Basically, it’s quite simple: connect to AWS, get a token, and connect to RDS.

Run it and check the result:

root@eks-test-pod:/# ./test-rds.py 
(1, 1, 'default', '/var/lib/grafana/dashboards/default/nodeexporter.json', 1719234200, 'c2ef5344baf3389f5238679cd1b0ca68')

A bit about what exactly happens “under the hood”:

  • the Kubernetes Pod has a ServiceAccount
  • the ServiceAccount is associated with the ops-monitoring-rds-role IAM Role via Pod Identity associations
  • the ops-monitoring-rds-role IAM Role has an IAM Policy with the Allow on rds-db:connect
  • the Kubernetes Pod uses that IAM Role from the ServiceAccount for authentication and authorization in AWS
  • and then the Python gets an RDS Token with the boto3 and client.generate_db_auth_token
  • and uses it to connect to PostgreSQL

On the RDS itself, we already have the  test_user user created with the rds_iam and permissions to the databases.

For more information on how Kubernetes ServiceAccounts and tokens work at the Kubernetes Pod level, see AWS: EKS, OpenID Connect, and ServiceAccounts (just it was written without Pod Identity associations, but the mechanism is the same).

So, the solution we just tried looks like a good option, but there is one more thing.

Terraform and IAM RDS Authentication: the problems

In general, the idea with the Terraform described above seems to be working, but we manually created test_user and gave it permissions.

And here’s another drawback of the RDS and IAM database authentication scheme, because we still need to create a user in the database server.

And this leads to another problem: how to do this with Terraform?

I didn’t spend any more time on it, because it’s not really relevant to us as in my case, there will be only a few users, and they can be made manually, and it doesn’t block the current automation.

But over time, when the project grows, this issue will still have to be addressed.

So, what problems and solutions do we have?

Both solutions are working, and someday I may describe the implementation of one of them (most likely the second one, using Lambda or EKS Pod).

But currently, I don’t see any point in spending time on it.

Final conclusions

And the conclusions are actually a bit ambiguous.

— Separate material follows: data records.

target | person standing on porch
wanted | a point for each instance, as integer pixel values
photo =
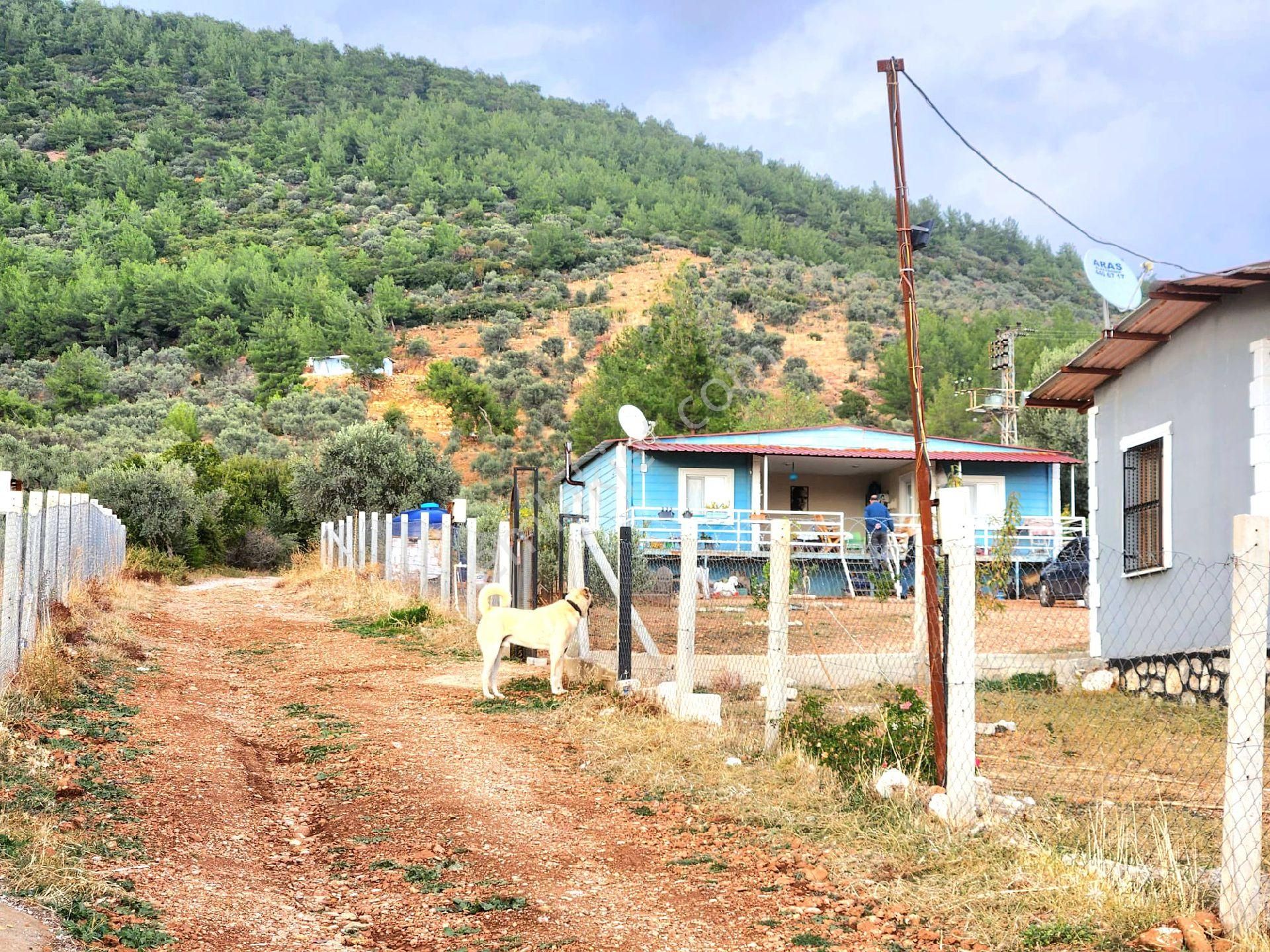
(878, 527)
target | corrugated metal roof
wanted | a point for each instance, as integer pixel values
(1169, 306)
(1003, 455)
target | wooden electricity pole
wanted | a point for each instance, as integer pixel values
(922, 459)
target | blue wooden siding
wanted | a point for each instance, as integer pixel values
(1031, 481)
(659, 487)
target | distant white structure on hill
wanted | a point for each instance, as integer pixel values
(337, 366)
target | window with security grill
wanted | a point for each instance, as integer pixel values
(1143, 507)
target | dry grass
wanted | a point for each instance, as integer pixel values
(999, 883)
(91, 626)
(342, 594)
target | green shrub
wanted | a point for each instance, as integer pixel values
(151, 565)
(901, 736)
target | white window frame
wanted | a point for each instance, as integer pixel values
(593, 506)
(730, 475)
(1000, 481)
(1164, 432)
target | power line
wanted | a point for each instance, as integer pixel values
(1024, 188)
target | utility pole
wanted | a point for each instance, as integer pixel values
(921, 452)
(1000, 403)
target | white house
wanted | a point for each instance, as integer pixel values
(337, 366)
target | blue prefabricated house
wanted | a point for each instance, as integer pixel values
(820, 479)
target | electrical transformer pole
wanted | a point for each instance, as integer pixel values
(921, 452)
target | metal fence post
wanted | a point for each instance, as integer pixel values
(956, 531)
(472, 571)
(31, 571)
(577, 580)
(625, 571)
(1240, 902)
(425, 553)
(686, 641)
(11, 504)
(447, 568)
(778, 631)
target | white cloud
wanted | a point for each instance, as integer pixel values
(1083, 100)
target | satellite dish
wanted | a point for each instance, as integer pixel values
(633, 422)
(1113, 280)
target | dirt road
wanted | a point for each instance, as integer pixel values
(310, 787)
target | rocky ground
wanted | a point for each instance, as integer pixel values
(305, 787)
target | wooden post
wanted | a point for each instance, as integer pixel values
(778, 631)
(11, 506)
(31, 571)
(1240, 902)
(361, 539)
(956, 531)
(686, 643)
(472, 571)
(921, 648)
(447, 568)
(577, 571)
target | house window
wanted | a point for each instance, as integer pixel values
(706, 493)
(1143, 507)
(1146, 463)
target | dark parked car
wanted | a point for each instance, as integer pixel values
(1067, 576)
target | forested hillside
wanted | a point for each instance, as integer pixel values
(179, 193)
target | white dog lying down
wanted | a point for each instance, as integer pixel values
(550, 629)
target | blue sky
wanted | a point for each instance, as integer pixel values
(1144, 121)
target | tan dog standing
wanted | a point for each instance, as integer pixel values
(548, 629)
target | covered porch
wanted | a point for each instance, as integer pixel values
(825, 495)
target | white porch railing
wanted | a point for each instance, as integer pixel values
(835, 535)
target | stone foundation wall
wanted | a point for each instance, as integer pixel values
(1189, 678)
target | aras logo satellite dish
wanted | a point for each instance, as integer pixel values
(1113, 280)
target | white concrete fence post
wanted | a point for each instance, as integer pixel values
(11, 506)
(361, 539)
(503, 560)
(470, 569)
(778, 631)
(447, 568)
(956, 531)
(66, 510)
(31, 571)
(1240, 900)
(686, 640)
(577, 574)
(48, 564)
(404, 551)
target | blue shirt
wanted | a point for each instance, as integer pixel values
(878, 516)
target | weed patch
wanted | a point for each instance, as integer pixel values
(493, 904)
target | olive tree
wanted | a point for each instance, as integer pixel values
(370, 467)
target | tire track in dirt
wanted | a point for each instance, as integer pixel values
(291, 826)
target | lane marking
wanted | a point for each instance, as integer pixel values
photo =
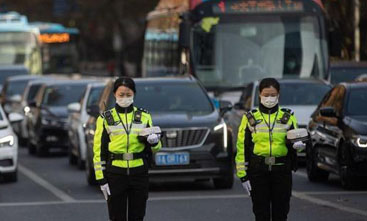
(48, 186)
(326, 203)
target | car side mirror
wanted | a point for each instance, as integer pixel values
(17, 98)
(32, 104)
(74, 107)
(225, 106)
(327, 112)
(93, 110)
(239, 106)
(15, 117)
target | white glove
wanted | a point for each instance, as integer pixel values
(299, 146)
(105, 190)
(153, 139)
(247, 186)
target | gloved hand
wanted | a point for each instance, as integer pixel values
(153, 139)
(299, 146)
(246, 185)
(105, 190)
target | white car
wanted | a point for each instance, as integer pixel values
(8, 146)
(77, 119)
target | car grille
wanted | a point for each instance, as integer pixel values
(183, 137)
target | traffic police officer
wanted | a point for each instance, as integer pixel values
(264, 158)
(121, 155)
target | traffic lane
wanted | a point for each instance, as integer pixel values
(158, 209)
(24, 190)
(55, 169)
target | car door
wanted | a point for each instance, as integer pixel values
(327, 131)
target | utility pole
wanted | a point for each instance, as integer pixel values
(357, 37)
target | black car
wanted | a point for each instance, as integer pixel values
(338, 129)
(195, 141)
(346, 71)
(48, 126)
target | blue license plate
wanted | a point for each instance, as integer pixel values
(177, 158)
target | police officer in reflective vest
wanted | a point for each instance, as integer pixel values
(265, 159)
(121, 154)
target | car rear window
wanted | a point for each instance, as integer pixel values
(62, 95)
(357, 102)
(299, 94)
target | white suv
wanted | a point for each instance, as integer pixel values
(8, 146)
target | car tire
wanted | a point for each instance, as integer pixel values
(89, 170)
(225, 182)
(314, 173)
(11, 177)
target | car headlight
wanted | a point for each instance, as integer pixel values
(359, 141)
(45, 121)
(7, 141)
(222, 127)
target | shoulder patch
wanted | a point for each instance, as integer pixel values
(289, 111)
(143, 110)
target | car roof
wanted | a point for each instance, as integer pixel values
(348, 64)
(24, 77)
(297, 81)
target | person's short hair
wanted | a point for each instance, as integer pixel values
(269, 82)
(124, 81)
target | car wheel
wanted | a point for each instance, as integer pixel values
(91, 179)
(11, 177)
(31, 148)
(314, 173)
(225, 182)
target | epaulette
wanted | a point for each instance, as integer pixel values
(143, 110)
(287, 110)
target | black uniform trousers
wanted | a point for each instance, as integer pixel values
(129, 195)
(271, 191)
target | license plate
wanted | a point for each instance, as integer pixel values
(178, 158)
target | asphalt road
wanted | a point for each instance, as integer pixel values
(50, 189)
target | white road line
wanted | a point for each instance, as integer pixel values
(321, 202)
(48, 186)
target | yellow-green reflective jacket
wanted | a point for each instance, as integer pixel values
(117, 141)
(261, 137)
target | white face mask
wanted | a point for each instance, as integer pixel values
(125, 101)
(269, 102)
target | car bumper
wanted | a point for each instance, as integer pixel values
(8, 159)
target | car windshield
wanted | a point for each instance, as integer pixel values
(174, 97)
(299, 93)
(346, 74)
(230, 54)
(94, 95)
(357, 102)
(62, 95)
(4, 74)
(15, 87)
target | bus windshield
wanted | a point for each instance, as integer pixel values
(233, 52)
(16, 47)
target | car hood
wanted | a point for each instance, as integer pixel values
(302, 112)
(357, 123)
(182, 120)
(57, 112)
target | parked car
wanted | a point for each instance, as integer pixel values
(8, 146)
(195, 140)
(48, 126)
(77, 119)
(346, 71)
(338, 129)
(11, 70)
(299, 95)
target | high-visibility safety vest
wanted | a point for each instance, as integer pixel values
(261, 136)
(120, 138)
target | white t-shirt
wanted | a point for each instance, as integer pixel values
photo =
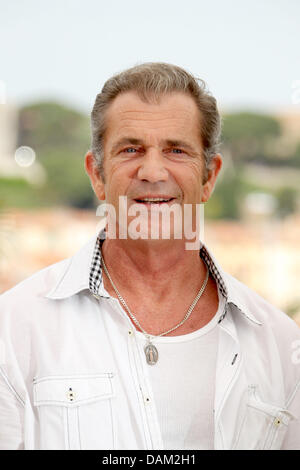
(183, 383)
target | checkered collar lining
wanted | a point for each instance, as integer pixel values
(95, 277)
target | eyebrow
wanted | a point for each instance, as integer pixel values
(167, 142)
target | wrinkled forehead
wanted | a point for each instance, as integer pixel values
(173, 112)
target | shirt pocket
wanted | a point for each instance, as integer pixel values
(75, 411)
(264, 425)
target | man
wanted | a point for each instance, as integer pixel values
(139, 342)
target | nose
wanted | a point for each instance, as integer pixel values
(152, 167)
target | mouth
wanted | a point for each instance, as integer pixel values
(149, 201)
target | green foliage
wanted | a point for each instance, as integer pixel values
(247, 135)
(60, 138)
(287, 201)
(225, 201)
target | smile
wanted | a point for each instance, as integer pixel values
(154, 200)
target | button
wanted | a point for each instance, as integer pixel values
(71, 395)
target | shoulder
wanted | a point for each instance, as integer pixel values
(33, 289)
(259, 308)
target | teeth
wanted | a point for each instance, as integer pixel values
(155, 199)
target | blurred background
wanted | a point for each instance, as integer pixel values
(56, 57)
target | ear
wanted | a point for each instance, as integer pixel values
(94, 175)
(214, 169)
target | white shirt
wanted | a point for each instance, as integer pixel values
(183, 383)
(73, 376)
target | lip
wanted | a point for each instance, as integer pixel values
(154, 196)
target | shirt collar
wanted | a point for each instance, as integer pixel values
(84, 271)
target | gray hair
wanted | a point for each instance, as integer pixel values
(150, 81)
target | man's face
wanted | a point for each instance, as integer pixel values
(154, 151)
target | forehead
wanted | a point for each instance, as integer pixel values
(175, 113)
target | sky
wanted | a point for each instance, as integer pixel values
(248, 51)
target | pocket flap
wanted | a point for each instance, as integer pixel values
(72, 390)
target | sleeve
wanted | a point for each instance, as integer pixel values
(11, 418)
(292, 437)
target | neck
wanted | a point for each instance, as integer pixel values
(139, 265)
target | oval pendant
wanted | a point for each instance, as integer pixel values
(151, 354)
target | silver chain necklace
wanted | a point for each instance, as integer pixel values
(151, 351)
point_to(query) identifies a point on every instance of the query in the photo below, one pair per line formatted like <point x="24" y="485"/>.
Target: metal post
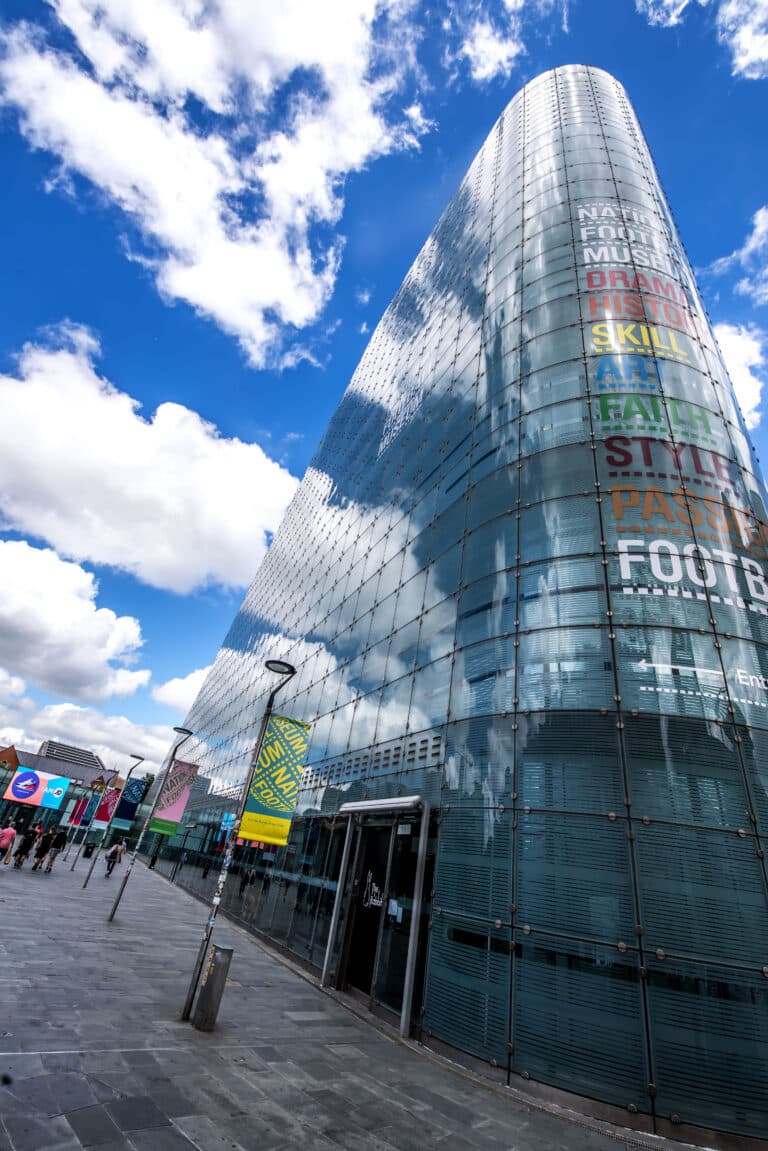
<point x="232" y="839"/>
<point x="416" y="917"/>
<point x="82" y="843"/>
<point x="336" y="912"/>
<point x="190" y="826"/>
<point x="139" y="760"/>
<point x="185" y="734"/>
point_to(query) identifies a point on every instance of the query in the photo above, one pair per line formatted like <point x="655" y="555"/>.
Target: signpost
<point x="185" y="733"/>
<point x="112" y="813"/>
<point x="287" y="671"/>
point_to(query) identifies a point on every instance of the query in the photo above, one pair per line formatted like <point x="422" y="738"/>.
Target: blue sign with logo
<point x="24" y="785"/>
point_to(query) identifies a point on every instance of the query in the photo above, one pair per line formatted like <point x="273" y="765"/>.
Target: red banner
<point x="107" y="806"/>
<point x="78" y="812"/>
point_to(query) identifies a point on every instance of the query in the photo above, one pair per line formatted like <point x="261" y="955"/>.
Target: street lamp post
<point x="88" y="825"/>
<point x="180" y="860"/>
<point x="287" y="671"/>
<point x="139" y="760"/>
<point x="185" y="733"/>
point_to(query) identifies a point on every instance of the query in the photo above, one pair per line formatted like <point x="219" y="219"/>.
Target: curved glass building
<point x="525" y="586"/>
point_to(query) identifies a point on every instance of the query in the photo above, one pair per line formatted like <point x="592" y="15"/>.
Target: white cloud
<point x="180" y="693"/>
<point x="666" y="13"/>
<point x="743" y="348"/>
<point x="166" y="498"/>
<point x="753" y="258"/>
<point x="113" y="738"/>
<point x="228" y="203"/>
<point x="489" y="51"/>
<point x="743" y="24"/>
<point x="53" y="633"/>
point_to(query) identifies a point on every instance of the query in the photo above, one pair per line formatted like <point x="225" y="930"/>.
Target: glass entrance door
<point x="367" y="897"/>
<point x="380" y="911"/>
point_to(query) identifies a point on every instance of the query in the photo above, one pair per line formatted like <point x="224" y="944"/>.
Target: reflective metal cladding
<point x="526" y="579"/>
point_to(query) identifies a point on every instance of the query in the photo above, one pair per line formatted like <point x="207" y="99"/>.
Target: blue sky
<point x="205" y="210"/>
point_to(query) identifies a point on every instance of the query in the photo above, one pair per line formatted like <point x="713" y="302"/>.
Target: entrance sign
<point x="173" y="798"/>
<point x="274" y="785"/>
<point x="38" y="789"/>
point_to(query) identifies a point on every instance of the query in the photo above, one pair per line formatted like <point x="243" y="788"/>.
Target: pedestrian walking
<point x="58" y="845"/>
<point x="7" y="840"/>
<point x="25" y="846"/>
<point x="42" y="848"/>
<point x="113" y="858"/>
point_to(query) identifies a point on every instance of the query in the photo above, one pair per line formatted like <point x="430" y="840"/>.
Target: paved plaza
<point x="93" y="1054"/>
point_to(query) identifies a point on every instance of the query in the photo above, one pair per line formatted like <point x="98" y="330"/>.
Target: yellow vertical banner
<point x="274" y="786"/>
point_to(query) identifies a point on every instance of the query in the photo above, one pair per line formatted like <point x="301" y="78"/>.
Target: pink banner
<point x="107" y="806"/>
<point x="173" y="798"/>
<point x="78" y="810"/>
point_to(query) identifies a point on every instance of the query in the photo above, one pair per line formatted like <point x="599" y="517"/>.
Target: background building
<point x="524" y="579"/>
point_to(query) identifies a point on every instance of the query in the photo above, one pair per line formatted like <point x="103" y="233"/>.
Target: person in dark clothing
<point x="58" y="845"/>
<point x="113" y="856"/>
<point x="24" y="846"/>
<point x="42" y="848"/>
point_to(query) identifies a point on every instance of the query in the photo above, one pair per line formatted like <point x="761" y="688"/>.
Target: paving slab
<point x="96" y="1056"/>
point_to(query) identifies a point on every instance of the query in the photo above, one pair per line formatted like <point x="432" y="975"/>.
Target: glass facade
<point x="526" y="579"/>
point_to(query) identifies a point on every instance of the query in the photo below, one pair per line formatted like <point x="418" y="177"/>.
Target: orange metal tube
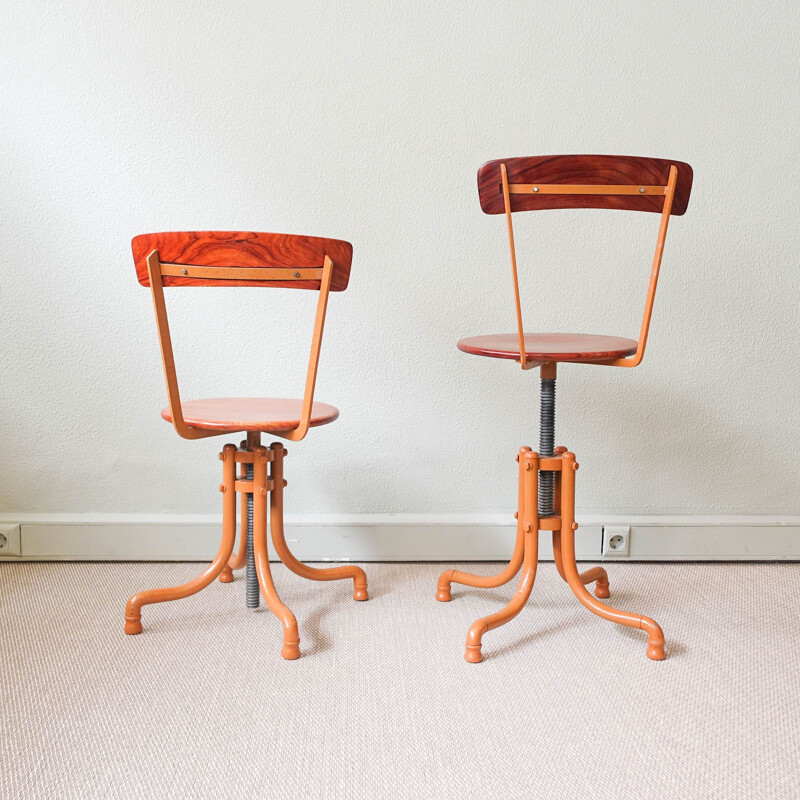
<point x="595" y="574"/>
<point x="279" y="540"/>
<point x="655" y="645"/>
<point x="450" y="576"/>
<point x="530" y="475"/>
<point x="291" y="636"/>
<point x="133" y="610"/>
<point x="238" y="559"/>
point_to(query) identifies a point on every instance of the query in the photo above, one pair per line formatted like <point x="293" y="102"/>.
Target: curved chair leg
<point x="596" y="575"/>
<point x="655" y="644"/>
<point x="278" y="538"/>
<point x="451" y="576"/>
<point x="237" y="560"/>
<point x="133" y="610"/>
<point x="529" y="464"/>
<point x="291" y="636"/>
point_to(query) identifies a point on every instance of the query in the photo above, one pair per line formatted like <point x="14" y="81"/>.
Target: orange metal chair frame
<point x="235" y="259"/>
<point x="533" y="467"/>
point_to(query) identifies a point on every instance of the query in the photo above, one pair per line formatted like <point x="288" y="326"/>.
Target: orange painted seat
<point x="550" y="346"/>
<point x="233" y="414"/>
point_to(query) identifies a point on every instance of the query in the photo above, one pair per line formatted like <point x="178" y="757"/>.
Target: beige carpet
<point x="382" y="704"/>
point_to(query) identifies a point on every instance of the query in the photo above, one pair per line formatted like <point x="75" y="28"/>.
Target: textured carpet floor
<point x="382" y="704"/>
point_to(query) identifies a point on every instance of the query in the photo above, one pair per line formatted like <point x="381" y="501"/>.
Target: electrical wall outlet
<point x="616" y="541"/>
<point x="10" y="541"/>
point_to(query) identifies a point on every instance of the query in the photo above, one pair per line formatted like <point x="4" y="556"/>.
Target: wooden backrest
<point x="242" y="259"/>
<point x="634" y="183"/>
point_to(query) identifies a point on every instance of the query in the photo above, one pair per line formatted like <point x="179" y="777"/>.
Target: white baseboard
<point x="397" y="537"/>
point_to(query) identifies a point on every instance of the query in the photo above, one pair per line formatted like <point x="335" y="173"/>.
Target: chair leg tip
<point x="655" y="652"/>
<point x="133" y="626"/>
<point x="291" y="651"/>
<point x="473" y="654"/>
<point x="226" y="576"/>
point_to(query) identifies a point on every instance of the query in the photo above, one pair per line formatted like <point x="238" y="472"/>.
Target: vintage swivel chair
<point x="547" y="478"/>
<point x="213" y="258"/>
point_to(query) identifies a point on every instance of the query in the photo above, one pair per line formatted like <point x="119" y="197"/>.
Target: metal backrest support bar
<point x="156" y="270"/>
<point x="576" y="188"/>
<point x="520" y="328"/>
<point x="668" y="193"/>
<point x="242" y="273"/>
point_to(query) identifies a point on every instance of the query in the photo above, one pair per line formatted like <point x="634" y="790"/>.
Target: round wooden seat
<point x="550" y="346"/>
<point x="232" y="414"/>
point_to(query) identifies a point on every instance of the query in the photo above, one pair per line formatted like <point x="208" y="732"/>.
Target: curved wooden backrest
<point x="533" y="181"/>
<point x="288" y="261"/>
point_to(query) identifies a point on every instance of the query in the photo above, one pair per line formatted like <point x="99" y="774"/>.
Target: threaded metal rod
<point x="547" y="429"/>
<point x="251" y="578"/>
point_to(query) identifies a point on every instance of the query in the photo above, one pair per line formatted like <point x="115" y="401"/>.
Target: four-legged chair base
<point x="563" y="526"/>
<point x="254" y="484"/>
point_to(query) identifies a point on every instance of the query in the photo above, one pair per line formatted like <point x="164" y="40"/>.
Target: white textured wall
<point x="368" y="121"/>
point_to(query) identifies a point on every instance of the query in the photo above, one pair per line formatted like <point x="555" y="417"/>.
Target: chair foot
<point x="443" y="594"/>
<point x="360" y="590"/>
<point x="226" y="576"/>
<point x="133" y="624"/>
<point x="473" y="654"/>
<point x="290" y="650"/>
<point x="443" y="587"/>
<point x="599" y="577"/>
<point x="655" y="640"/>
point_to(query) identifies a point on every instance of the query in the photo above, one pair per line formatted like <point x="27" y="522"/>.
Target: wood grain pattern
<point x="550" y="346"/>
<point x="583" y="169"/>
<point x="234" y="414"/>
<point x="243" y="249"/>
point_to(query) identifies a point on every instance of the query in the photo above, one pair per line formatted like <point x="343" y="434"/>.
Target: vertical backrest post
<point x="520" y="329"/>
<point x="669" y="196"/>
<point x="313" y="360"/>
<point x="167" y="357"/>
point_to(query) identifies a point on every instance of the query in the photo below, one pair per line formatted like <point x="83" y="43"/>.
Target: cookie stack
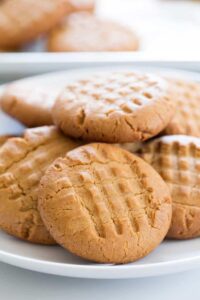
<point x="77" y="182"/>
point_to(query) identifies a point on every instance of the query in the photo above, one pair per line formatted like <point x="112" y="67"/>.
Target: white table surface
<point x="20" y="284"/>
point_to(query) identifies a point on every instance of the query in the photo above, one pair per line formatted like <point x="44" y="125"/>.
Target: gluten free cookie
<point x="177" y="159"/>
<point x="105" y="204"/>
<point x="3" y="139"/>
<point x="187" y="118"/>
<point x="118" y="107"/>
<point x="86" y="32"/>
<point x="81" y="5"/>
<point x="23" y="162"/>
<point x="24" y="20"/>
<point x="31" y="102"/>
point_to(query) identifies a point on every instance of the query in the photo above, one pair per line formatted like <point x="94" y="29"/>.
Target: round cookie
<point x="86" y="32"/>
<point x="23" y="162"/>
<point x="187" y="118"/>
<point x="177" y="160"/>
<point x="105" y="204"/>
<point x="23" y="20"/>
<point x="31" y="102"/>
<point x="119" y="107"/>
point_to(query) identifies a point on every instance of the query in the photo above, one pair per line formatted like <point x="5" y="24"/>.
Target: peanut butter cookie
<point x="119" y="107"/>
<point x="24" y="20"/>
<point x="86" y="32"/>
<point x="30" y="101"/>
<point x="105" y="204"/>
<point x="187" y="118"/>
<point x="177" y="160"/>
<point x="23" y="162"/>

The idea of RDS IAM database authentication looks very interesting, but the fact that the RDS token and the regular authentication token in the AWS API for IAM Roles are different entities makes it a bit difficult to implement. If you could connect to RDS just using ServiceAccount and IAM Role, it would be much easier to use.

In addition, for some reason, I expected that authorization would be done at the IAM level, i.e. that in the IAM Policy we could specify at least the databases to which we want to grant access. But it remains at the database server level.

The second problem is that we still have to create a user in an RDS instance, and set their permissions there, and that again creates additional difficulties in automation.

However, in general, RDS IAM database authentication fulfills its task – we really don’t need to create a Kubernetes Secret with a password for the database and mount it to the Kubernetes Pod, but rather we can connect a ServiceAccount to the Pod, and “pass the buck” to the developers, i.e., to perform the authentication it at the code’s level, not Kubernetes.